For some years now I’ve been quite the fan of mystery novels. I grew up reading “Sherlock Holmes” and Agatha Christy novels and lately have enjoyed reading the forensic type mysteries by authors such as Patricia Cornwell and Tami Hoag. The disturbing aspect of the more contemporary novels is that they have become quite dark, concentrating on the psychotic and macabre. The movie “Red Dragon” has picked up on this popular theme.

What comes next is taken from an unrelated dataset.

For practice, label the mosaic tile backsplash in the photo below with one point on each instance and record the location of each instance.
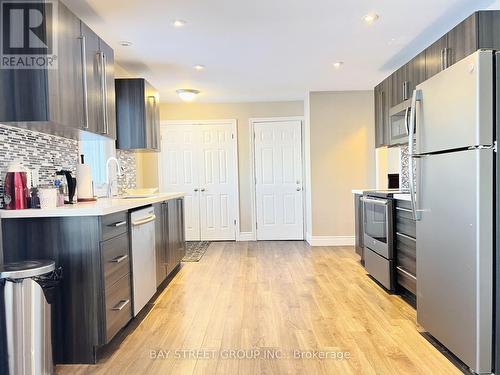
(405, 178)
(37, 151)
(48, 154)
(128, 179)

“Red Dragon” is the prequel to “Silence of the Lambs” and follows the other blockbuster “Hannibal”. This is actually the second making of this film, the first being “Manhunter” (1986) starring Brian Cox as Hannibal. With the overpowering popularity of Anthony Hopkins in “Silence of the Lambs” and “Hannibal” playing the part of Dr. Hannibal Lector it seemed prudent to the powers that be that they should remake the film using Mr. Hopkins. The re-make certainly does justice to the original, out performing it in both acting and film quality, though it does bring with it a more grisly flavor.
The film takes us back to the introduction of Dr. Hannibal Lector only briefly to introduce us to the main character, FBI agent Will Graham (Edward Norton). We discover the somewhat special ability that agent Graham has to get into a suspect’s head and create an accurate profile that helps him catch Hannibal. Although Hannibal is apprehended, it leaves agent Graham with both physical and emotional scars that force him out of the bureau. The film does a great job of re-creating this sequence of events, bringing those who may be unfamiliar with the other two pictures up to speed. What follows is a very suspenseful ride through the mind of both a psychotic killer and an FBI agent who reluctantly agrees to help on this new case. The writers do a fantastic job of getting the viewer involved in the thought processes of these characters as well. We are shown not just the darkness of a killer but the obsessions of the police who are consumed with finding him.
Many fans of this series, including myself, were disappointed with “Hannibal” which substituted gore for good screen writing. In “Red Dragon”, I’m happy to say that the writing is compelling! “Silence of the Lambs” has returned. The film, though dark, is not weighed down with bad language and gore. There is one brief female topless shot and many shots of a man’s rear-end. There is some vulgar language and uses of the Lord’s name in vain, but most of the blood scenes are handled with some reserve with none of what I call “open anatomy shots.”
I do caution you though—and very reluctantly recommend this movie (for it is not for the faint of heart). I started this review with saying how modern day mysteries have become submersed in the macabre and so too have contemporary mystery films. They are no longer satisfied with writing a good who-done-it but feel compelled to flood our senses with images of blood and explorations into the dark, satanic minds of murders. 1 Peter 5:8 tells us that the devil is a lion that walks about looking for who he can devour. We know that for Christians this world is not our home and that there is great evil that prowls this globe, but God tells us in 2 Corinthians 10:5 to cast down those things which seek to reign above God and to bring into captivity every thought to the obedience of Christ. I don’t think I need to see every psychotic, dark crevice of a man’s soul to know that he is inherently evil. This film has great writing, good characterization, and a formidable plot, but be sure it is very deserving of its R-rating.